Lakeview Had Long History In Mississauga

The Four Sisters have basically been orphans since the Lakeview Generating Station shut down for good on April 30, 2005, part of an ongoing plan to reduce Ontario’s dependence on polluting coal fired plants.

It’s a cliché to call anything the end of an era, but in the minds of many, that’s exactly what their destruction became.

When the smokestacks fell at 7:30am Monday, they brought down a remarkable piece of Mississauga history with them.

Lakeview was the first 30,000 kilowatt eight boiler thermal electric plant in the world, and when construction started on 52 acres of Mississauga’s waterfront back in June 1958, the city was mostly known as a sleepy town near Toronto.

But when it went online on June 20, 1962, suddenly everyone knew where and what one of the most remarkable areas of the G.T.A. was all about.

The total cost of the plant: $274 million, a price that today would seem like a bargain.

With all that coal fired energy being produced something was needed to dissipate the smoke churned out by the powerful boilers. And that’s where the Four Sisters came in. The smokestacks measured 146 metres each and what started out as an eyesore for many was transformed over the years into a local landmark.

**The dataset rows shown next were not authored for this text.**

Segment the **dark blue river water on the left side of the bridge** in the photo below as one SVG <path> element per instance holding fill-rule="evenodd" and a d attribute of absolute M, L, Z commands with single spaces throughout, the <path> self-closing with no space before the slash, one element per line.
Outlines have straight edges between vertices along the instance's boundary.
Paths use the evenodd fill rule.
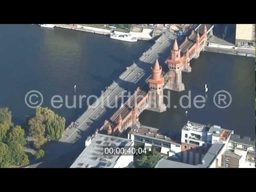
<path fill-rule="evenodd" d="M 53 109 L 50 100 L 55 94 L 96 95 L 109 86 L 133 60 L 154 42 L 120 42 L 108 36 L 66 30 L 46 29 L 37 25 L 0 25 L 0 107 L 9 107 L 15 124 L 34 115 L 24 97 L 30 90 L 44 96 L 47 106 L 67 123 L 74 121 L 87 108 Z M 34 102 L 34 100 L 33 100 Z M 78 107 L 78 100 L 77 100 Z"/>

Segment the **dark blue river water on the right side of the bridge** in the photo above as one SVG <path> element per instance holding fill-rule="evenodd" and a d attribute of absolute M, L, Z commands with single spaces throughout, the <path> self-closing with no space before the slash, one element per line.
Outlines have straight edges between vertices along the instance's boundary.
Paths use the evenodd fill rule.
<path fill-rule="evenodd" d="M 185 90 L 170 91 L 171 108 L 161 114 L 145 110 L 139 117 L 140 122 L 162 130 L 180 133 L 184 124 L 190 120 L 220 125 L 234 130 L 241 136 L 255 138 L 254 60 L 255 58 L 244 56 L 201 52 L 198 59 L 190 62 L 192 72 L 182 72 Z M 205 83 L 209 88 L 206 105 L 198 109 L 193 105 L 193 99 L 197 95 L 205 96 Z M 219 90 L 228 91 L 232 96 L 232 102 L 228 108 L 221 109 L 215 106 L 213 97 Z M 179 101 L 181 96 L 188 95 L 188 91 L 191 91 L 192 104 L 191 108 L 184 109 L 180 107 Z M 167 90 L 164 93 L 167 94 Z M 188 100 L 183 101 L 186 106 Z M 226 102 L 229 102 L 228 98 Z M 174 108 L 175 105 L 177 108 Z M 186 116 L 186 110 L 188 110 L 188 116 Z"/>

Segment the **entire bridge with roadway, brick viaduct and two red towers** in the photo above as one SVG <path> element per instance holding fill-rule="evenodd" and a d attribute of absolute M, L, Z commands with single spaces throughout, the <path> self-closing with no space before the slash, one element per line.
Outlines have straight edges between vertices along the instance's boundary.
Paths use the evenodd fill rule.
<path fill-rule="evenodd" d="M 88 109 L 66 128 L 58 143 L 49 144 L 46 147 L 46 154 L 50 156 L 47 159 L 48 164 L 58 158 L 65 158 L 76 150 L 81 151 L 86 138 L 95 131 L 118 135 L 129 126 L 137 124 L 138 116 L 143 110 L 159 112 L 166 110 L 162 99 L 163 89 L 182 90 L 177 89 L 182 84 L 181 72 L 191 72 L 189 62 L 192 58 L 198 58 L 200 52 L 204 50 L 207 36 L 212 34 L 213 27 L 211 24 L 200 24 L 192 30 L 180 46 L 178 46 L 176 34 L 166 30 L 151 48 L 106 88 L 98 101 L 88 106 Z M 171 50 L 170 57 L 162 58 L 160 53 L 167 50 Z M 157 56 L 159 60 L 166 60 L 168 72 L 162 71 Z M 151 68 L 153 64 L 154 68 Z M 147 86 L 146 82 L 149 79 L 151 79 L 149 90 L 141 89 Z M 107 104 L 114 103 L 115 98 L 124 90 L 131 92 L 132 96 L 118 108 L 108 108 Z M 137 99 L 135 95 L 140 97 Z M 64 143 L 66 143 L 65 147 L 63 147 Z M 41 165 L 47 167 L 48 164 Z"/>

Sailors used the stacks as a navigational beacon. Airplanes would mark them as easily recognized beacons on the ground. And the locals saw them as simply part of the scenery.

But by the 1980’s, there were signs the sibling smokestacks may have outlived their usefulness.

The Pickering and Bruce nuclear units could provide cheaper electricity without the pollution effects and Lakeview’s production was scaled back, operating only when supply was outstripped by demand, usually in the summer months.

By 1993, four units were decommissioned, and despite attempts to make the facility more environmentally friendly, a decade later came the order for its closure.

But it didn’t disappear. Out of the ashes of the energy generator came Lakeview Park, and its lands are part of the Lake Ontario Waterfront Trail.

In its heyday, the plant produced an estimated 215 terrawatt hours or electricity, enough to power all of Ontario’s hydro needs for about 1.4 years.

The end of the Sisters is the final stroke in putting a power-ful landmark to rest. And while just about everyone acknowledges we’ve got to clear the air in this province’s increasingly smog filled summers, many who watched the stacks come down on Monday will agree it was worth the energy.